Wie ist das Thema Gefahrgut zu lösen?
Lithium-Zellen und Batterien sind gemäß UN-Richtlinie weltweit als Gefahrgut zu behandeln. Ein wesentlicher Grund ist eine immer vorhandene elektrische Minimalladung der Lithium-Zelle mit rund 20 Prozent. In der Batteriemontage werden üblicherweise Zellen jedoch mit 60 Prozent elektrischer Ladung verwendet. Eine mechanische Beschädigung oder ein durch fehlerhafte Prozesse ausgelöster Kurzschluss können die elektrische Ladung in kurzer Zeit freisetzen. Dies kann zum Brand der Batterie im Montageprozess führen. Diese Brandgefahr und die Anforderung des Umgangs mit Gefahrgut erfordern erhöhte Aufwendung im baulichen und anlagenseitigen Brandschutz. Er wird über zusätzliche Wände zwischen den Fertigungsabschnitten und spezielle Löschsysteme sichergestellt. Mit der Kenntnis über die Anwendung des neuen, speziell auf die Lithiumtechnologie zugeschnittenen und zertifizierten Feststofflöschmittels Extover und der zugehörigen Ausbringungstechnik verfügt das Ingenieurbüro Celono über ein Alleinstellungsmerkmal für die Beherrschung der Brandgefahren. Diese Feststofflöschtechnik ist kosteneffizient in die Anlagenlinien integrierbar. Die von Löschsystemen, welche mit CO2 arbeiten, ausgehenden Gefahren für die Mitarbeiter beziehungsweise die Notwendigkeit der schnellen Evakuierung im Brandfall werden so vollständig vermieden.

Wie sehen die Fertigungslinien aus, und wie hoch ist der Automatisierungsgrad?

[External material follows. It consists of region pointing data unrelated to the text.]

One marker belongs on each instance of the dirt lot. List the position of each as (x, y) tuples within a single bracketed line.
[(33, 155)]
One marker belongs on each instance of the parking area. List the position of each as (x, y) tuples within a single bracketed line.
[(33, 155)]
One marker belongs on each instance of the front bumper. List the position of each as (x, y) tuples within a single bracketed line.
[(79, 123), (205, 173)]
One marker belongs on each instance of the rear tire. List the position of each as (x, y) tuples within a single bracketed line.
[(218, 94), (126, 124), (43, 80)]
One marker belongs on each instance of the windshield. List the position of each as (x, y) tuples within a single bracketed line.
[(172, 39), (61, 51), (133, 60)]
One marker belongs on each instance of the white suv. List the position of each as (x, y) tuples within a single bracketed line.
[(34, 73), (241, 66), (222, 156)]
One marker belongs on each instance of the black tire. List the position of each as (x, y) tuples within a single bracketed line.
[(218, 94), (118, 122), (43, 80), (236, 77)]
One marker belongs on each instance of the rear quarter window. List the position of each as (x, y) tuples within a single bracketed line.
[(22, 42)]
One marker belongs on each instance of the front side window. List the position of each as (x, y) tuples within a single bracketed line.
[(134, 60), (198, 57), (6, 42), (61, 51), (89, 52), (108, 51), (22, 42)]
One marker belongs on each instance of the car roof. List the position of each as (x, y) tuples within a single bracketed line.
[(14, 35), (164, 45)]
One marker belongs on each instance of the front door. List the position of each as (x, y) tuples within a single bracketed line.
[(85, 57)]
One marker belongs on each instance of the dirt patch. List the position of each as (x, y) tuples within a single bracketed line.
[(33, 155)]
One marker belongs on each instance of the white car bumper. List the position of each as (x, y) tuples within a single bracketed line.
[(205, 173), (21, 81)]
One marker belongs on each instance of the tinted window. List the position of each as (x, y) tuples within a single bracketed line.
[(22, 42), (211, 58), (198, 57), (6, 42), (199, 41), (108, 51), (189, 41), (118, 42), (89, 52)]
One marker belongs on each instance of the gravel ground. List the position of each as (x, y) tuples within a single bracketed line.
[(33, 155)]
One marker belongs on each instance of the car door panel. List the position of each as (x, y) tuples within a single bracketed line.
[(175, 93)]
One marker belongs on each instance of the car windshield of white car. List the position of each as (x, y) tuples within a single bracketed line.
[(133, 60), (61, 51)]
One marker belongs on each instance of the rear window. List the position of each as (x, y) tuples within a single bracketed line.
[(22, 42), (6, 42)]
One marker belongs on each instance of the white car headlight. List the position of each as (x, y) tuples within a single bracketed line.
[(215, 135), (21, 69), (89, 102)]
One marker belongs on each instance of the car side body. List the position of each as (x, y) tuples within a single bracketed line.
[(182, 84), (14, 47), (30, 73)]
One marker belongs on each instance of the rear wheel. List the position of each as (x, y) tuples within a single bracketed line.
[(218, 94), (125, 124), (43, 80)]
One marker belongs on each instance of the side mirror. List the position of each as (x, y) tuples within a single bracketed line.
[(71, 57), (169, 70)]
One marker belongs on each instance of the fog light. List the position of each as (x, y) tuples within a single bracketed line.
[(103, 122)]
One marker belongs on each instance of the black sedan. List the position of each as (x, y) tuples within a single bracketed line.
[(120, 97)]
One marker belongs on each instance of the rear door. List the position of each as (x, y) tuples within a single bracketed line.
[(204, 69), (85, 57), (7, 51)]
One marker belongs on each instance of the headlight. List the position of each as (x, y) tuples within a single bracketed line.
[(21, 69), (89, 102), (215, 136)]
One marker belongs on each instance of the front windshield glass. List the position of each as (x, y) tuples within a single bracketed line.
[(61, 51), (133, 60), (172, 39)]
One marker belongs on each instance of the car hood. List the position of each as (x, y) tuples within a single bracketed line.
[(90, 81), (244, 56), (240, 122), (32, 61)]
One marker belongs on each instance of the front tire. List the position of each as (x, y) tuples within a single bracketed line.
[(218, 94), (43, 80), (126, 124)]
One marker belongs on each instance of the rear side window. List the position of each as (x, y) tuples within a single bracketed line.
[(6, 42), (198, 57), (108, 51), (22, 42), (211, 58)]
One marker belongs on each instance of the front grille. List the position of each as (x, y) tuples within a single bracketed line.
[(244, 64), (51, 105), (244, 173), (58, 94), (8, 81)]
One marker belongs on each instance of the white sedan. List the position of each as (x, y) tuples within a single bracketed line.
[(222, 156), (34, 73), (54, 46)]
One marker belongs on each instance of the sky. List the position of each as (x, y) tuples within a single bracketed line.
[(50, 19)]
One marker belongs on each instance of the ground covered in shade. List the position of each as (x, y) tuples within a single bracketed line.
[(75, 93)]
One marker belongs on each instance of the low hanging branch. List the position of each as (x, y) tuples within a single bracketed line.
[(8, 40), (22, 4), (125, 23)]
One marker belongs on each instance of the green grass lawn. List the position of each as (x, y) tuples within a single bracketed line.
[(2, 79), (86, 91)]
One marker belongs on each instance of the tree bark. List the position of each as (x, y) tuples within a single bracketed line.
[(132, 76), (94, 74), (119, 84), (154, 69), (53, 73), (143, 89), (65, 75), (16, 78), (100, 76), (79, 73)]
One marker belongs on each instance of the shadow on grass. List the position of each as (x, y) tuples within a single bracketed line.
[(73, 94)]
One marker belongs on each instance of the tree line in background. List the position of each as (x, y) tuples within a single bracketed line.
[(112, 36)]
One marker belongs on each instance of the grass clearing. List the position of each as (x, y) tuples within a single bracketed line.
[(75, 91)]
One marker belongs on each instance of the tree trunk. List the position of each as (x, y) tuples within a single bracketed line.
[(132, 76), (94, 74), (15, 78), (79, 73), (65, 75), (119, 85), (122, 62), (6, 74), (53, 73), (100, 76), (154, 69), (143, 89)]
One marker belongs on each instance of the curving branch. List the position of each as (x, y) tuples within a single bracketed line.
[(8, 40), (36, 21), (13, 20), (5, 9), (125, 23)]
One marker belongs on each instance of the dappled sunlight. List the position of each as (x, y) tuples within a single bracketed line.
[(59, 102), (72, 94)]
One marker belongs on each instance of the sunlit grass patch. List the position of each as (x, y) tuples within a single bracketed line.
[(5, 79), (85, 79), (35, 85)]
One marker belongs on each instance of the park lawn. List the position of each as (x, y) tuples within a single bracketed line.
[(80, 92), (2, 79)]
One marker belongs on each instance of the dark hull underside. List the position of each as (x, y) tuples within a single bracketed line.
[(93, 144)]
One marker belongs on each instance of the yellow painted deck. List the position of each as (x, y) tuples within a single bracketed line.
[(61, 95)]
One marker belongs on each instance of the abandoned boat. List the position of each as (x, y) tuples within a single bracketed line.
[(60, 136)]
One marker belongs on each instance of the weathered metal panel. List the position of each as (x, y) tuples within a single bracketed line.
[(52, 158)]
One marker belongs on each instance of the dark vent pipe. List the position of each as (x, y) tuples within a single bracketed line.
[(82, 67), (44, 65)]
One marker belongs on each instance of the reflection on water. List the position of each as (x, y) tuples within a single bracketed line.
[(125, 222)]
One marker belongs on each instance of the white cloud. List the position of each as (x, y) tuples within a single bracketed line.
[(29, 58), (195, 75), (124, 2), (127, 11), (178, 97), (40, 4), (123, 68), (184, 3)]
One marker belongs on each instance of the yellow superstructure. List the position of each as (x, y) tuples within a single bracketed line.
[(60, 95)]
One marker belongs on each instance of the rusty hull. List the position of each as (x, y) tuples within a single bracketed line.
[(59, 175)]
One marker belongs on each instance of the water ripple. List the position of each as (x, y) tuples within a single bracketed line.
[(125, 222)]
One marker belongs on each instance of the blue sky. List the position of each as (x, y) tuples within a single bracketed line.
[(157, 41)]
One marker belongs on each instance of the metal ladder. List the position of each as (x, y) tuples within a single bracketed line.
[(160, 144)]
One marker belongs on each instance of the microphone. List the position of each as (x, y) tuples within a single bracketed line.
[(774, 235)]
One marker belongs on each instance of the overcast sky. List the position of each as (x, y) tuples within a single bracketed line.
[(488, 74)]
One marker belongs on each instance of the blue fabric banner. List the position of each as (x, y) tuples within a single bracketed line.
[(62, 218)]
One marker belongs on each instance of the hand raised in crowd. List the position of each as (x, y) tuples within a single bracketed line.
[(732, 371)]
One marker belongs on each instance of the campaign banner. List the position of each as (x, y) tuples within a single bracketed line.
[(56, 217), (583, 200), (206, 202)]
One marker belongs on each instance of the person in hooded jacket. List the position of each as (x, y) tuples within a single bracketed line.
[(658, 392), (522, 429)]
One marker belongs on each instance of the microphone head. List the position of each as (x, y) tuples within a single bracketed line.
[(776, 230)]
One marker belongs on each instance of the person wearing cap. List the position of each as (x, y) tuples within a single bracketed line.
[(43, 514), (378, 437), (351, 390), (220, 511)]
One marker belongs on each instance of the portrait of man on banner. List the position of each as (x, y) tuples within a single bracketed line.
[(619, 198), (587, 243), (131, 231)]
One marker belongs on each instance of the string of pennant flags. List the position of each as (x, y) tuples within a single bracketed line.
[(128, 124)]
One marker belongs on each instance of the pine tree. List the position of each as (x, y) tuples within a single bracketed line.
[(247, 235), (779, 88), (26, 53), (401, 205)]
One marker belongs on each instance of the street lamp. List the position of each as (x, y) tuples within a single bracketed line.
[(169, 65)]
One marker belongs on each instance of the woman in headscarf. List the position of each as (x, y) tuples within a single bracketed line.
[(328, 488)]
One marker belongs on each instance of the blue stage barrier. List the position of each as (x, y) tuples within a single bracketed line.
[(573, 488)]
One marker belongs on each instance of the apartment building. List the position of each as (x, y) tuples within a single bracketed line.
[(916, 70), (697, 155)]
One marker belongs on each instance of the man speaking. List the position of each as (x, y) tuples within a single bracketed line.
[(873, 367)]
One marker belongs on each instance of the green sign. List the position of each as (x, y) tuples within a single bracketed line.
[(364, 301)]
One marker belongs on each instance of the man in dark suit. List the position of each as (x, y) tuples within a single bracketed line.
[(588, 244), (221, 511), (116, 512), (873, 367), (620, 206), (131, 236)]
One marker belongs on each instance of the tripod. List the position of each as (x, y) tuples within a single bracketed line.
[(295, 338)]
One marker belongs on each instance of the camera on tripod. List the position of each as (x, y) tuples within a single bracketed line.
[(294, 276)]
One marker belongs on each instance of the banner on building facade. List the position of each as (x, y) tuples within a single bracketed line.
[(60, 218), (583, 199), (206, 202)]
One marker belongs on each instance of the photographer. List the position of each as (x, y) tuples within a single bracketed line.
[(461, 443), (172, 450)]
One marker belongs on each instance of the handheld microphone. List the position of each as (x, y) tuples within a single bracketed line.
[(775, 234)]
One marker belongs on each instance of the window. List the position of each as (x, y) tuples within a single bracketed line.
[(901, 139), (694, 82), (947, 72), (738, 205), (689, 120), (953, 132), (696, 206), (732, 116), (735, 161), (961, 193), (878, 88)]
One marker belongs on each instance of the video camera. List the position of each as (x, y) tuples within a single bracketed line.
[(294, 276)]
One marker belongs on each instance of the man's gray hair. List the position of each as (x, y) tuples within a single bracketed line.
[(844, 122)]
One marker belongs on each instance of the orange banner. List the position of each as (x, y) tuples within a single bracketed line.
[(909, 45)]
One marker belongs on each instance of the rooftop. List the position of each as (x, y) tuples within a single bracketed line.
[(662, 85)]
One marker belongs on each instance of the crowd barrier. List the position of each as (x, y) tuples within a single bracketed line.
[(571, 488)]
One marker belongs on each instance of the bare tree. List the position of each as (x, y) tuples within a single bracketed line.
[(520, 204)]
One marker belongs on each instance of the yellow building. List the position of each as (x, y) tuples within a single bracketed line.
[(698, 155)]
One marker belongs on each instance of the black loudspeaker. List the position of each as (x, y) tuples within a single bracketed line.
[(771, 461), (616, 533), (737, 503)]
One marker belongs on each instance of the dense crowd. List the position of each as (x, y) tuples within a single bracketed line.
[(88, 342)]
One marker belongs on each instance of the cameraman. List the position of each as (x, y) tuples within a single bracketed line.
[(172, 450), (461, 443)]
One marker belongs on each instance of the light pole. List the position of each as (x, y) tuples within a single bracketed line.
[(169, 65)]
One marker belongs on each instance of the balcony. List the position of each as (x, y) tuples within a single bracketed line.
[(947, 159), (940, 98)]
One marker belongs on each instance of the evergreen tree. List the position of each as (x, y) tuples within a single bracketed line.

Die Anlagen bestehen je nach geforderter Stückzahl aus vollautomatischen Fertigungsautomaten, aus manuellen Arbeitsstationen und roboterbestimmten Linienabschnitten. Für die zunehmenden Stückzahlbedarfe für Lithiumbatterien der Automobilindustrie werden Fabrikhallen benötigt, die schnell mehrere tausend Quadratmeter umfassen können. Ingenics hat gemeinsam mit dem Kompetenzpartner Ingenieurbüro Celono entsprechende Lösungen für die automatisierte Batteriemontage erarbeitet und setzt diese in ersten Planungsprojekten um.


Über Ingenics
Die Ingenics AG ist ein Beratungsunternehmen mit den Geschäftsfeldern Fabrik- und Produktionsplanung, Logistikplanung, Effizienzsteigerung Produktion sowie Effizienzsteigerung Office. Zu den Kunden gehören namhafte Unternehmen deutschland- und europaweit. Ingenics ist auch Partner für die Planung und Realisierung weltweiter Produktionsstandorte, etwa in Indien, China, den USA und Osteuropa. Derzeit beschäftigt Ingenics 408 Mitarbeiter unterschiedlichster Ausbildungsdisziplinen. In gut 35 Jahren hat das Unternehmen mehr als 5.100 Projekte durchgeführt. Ingenics begleitet Kunden von der Projektkonzeption bis zur praktischen Umsetzung der Pläne.